Pesona persaingan masih akan tersaji di perebutan posisi dua dan tiga, antara Alex Marquez versus Francesco Bagnaia. Alex mengoleksi 340 poin dan Bagnaia tertinggal di 274 poin.
Dalam lima seri tersisa, Bagnaia masih punya kans merebut posisi adik Alex Marquez. Peluang yang sama dimiliki Marco Bezzecchi dari Aprilia Racing yang mendulang 242 poin atau hanya terpaut 32 poin dari Bagnaia. Mandalika juga akan menjadi saksi Marc Marquez bersama tim Ducati Lenovo merayakan gelar juara dunia MotoGP 2025.
Di atas itu semua, kita boleh berharap pesona tersaji tahun depan di balapan FIM Moto3 World Championship. Di sana pembalap muda binaan Astra Honda Racing Team, Veda Ega Pratama, anak Gunung Kidul Yogyakarta, ikut berlaga.

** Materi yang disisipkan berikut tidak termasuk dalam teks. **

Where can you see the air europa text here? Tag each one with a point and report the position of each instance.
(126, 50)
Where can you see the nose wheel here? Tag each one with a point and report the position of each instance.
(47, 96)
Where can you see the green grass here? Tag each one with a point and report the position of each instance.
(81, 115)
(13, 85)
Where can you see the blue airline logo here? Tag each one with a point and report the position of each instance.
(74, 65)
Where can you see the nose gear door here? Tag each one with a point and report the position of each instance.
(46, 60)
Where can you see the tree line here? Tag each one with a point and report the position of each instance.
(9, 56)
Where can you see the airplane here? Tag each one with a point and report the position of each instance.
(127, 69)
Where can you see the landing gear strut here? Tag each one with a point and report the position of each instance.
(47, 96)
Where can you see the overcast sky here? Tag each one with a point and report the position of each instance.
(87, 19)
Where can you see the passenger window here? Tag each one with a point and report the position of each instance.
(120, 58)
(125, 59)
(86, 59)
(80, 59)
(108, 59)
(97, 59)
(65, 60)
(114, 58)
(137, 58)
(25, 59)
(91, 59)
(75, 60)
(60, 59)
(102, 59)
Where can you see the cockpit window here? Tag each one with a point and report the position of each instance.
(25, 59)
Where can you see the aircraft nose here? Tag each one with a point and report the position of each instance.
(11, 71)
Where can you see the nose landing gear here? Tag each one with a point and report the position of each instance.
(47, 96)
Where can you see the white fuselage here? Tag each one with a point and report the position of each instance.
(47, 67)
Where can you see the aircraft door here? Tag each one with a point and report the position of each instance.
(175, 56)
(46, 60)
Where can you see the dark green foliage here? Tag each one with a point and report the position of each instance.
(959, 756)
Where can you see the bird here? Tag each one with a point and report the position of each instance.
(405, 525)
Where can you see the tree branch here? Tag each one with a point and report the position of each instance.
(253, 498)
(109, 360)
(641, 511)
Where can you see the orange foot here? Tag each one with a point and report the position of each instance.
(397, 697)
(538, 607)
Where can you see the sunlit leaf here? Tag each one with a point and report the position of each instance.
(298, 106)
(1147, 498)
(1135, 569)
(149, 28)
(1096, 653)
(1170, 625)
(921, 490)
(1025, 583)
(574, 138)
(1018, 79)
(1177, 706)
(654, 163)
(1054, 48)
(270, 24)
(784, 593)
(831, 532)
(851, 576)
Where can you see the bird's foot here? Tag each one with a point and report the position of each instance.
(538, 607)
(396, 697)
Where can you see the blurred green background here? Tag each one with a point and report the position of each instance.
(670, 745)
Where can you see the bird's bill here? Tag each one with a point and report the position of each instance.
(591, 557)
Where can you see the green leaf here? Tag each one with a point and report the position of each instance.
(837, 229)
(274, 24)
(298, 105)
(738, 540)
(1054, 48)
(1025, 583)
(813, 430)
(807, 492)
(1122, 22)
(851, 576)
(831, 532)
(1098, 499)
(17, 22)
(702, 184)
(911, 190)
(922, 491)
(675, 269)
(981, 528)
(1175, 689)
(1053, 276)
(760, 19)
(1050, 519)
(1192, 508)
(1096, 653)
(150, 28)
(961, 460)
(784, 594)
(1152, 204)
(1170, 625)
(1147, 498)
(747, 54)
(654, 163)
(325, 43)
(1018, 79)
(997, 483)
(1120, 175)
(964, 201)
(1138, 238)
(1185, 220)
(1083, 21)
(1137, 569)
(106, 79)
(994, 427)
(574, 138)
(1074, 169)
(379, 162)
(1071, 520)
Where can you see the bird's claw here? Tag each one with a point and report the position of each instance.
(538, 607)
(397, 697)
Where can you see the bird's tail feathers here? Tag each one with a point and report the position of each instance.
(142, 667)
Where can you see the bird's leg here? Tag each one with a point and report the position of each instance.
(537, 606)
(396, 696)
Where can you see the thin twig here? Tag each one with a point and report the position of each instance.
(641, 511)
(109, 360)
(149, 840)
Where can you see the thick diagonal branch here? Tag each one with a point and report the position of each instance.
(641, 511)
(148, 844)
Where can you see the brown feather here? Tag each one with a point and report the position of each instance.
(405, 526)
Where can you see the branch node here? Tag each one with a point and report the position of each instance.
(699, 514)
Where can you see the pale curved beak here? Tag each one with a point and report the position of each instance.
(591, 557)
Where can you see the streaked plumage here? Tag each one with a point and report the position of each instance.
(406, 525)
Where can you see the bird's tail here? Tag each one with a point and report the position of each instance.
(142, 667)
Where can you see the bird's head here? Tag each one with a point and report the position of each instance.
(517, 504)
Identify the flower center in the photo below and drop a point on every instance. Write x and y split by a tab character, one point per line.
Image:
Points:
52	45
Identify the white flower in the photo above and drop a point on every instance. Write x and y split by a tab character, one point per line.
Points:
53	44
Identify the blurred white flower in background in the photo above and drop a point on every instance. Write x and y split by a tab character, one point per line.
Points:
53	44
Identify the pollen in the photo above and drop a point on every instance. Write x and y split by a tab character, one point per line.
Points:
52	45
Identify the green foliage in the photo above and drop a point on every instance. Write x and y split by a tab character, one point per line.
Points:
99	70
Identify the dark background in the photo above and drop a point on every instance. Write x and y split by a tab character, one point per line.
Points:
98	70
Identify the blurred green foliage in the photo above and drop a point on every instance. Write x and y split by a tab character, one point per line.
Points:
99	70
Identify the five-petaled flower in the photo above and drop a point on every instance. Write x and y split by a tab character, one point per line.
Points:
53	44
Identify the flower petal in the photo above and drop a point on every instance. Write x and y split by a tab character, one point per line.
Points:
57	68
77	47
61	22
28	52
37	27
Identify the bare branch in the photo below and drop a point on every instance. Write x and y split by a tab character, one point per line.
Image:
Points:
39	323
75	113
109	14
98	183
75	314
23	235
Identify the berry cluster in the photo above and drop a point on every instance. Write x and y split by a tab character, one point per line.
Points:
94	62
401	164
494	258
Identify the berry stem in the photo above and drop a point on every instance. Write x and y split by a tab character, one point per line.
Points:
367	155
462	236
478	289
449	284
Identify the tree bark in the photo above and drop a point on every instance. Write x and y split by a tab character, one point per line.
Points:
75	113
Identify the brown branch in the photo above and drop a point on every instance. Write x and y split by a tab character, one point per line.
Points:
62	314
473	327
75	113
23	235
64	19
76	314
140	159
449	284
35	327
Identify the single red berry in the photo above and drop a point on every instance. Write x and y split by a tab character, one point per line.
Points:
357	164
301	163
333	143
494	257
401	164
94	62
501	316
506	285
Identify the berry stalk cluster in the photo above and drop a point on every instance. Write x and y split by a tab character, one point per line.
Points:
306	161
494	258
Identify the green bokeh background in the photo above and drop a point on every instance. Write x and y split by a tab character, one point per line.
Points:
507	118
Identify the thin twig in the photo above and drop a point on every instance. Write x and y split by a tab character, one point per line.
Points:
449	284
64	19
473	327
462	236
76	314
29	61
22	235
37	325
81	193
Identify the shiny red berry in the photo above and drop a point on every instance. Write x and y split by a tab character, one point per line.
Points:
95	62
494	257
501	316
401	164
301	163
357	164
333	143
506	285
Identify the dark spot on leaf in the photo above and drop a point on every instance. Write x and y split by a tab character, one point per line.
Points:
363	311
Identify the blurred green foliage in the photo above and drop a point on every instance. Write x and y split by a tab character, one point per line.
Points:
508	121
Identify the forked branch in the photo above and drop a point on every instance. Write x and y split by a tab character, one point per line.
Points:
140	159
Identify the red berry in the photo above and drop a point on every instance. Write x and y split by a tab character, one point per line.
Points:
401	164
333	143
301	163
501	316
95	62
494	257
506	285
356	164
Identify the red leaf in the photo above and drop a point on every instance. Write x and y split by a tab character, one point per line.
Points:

Moto3 musim 2026 akan dijajal Vega yang berhasil menjadi runner-up Red Bull MotoGP Rookies Cup 2025. Beberapa talenta muda kita potensial membalap di Moto3, adalah Doni Tata, Mario Suryo Aji. Yang sekarang masih membalap di Moto3 adalah Fadillah Arbi Aditama.
Pembalap asal Bulukumba Sulawesi Selatan, Andi Farid Izdihar atau lebih dikenal dengan nama Andi Gilang, juga pernah membalap di Moto3 sebelum pindah ke ASB1000 Asia Road Racing Championship.
| Baca juga: Anak Bawang Penjebol Gawang |
Veda Pratama sudah pegang tiket membalap di Moto3, meski usianya tahun depan baru 17 tahun. Syarat usia di Moto3 itu 18 tahun, namun ia mendapat hak istimewa karena prestasinya di Red Bull MotoGP Rookies Cup. Jika berhasil, Vega binaan Astra Honda Racing Team, bisa naik ke level Honda Team Asia.
Tanpa Suzuki dan Kawasaki
Balapan Moto GP musim 2025 diikuti 11 tim dengan 12 corak motor berbeda yang tampil di lintasan. Dua merk Jepang yang pernah mashur, Suzuki dan Kawasaki tetap belum tampil. Suzuki mundur karena alasan finansial dan mengalihkan fokus ke pengembangan kendaraan listrik.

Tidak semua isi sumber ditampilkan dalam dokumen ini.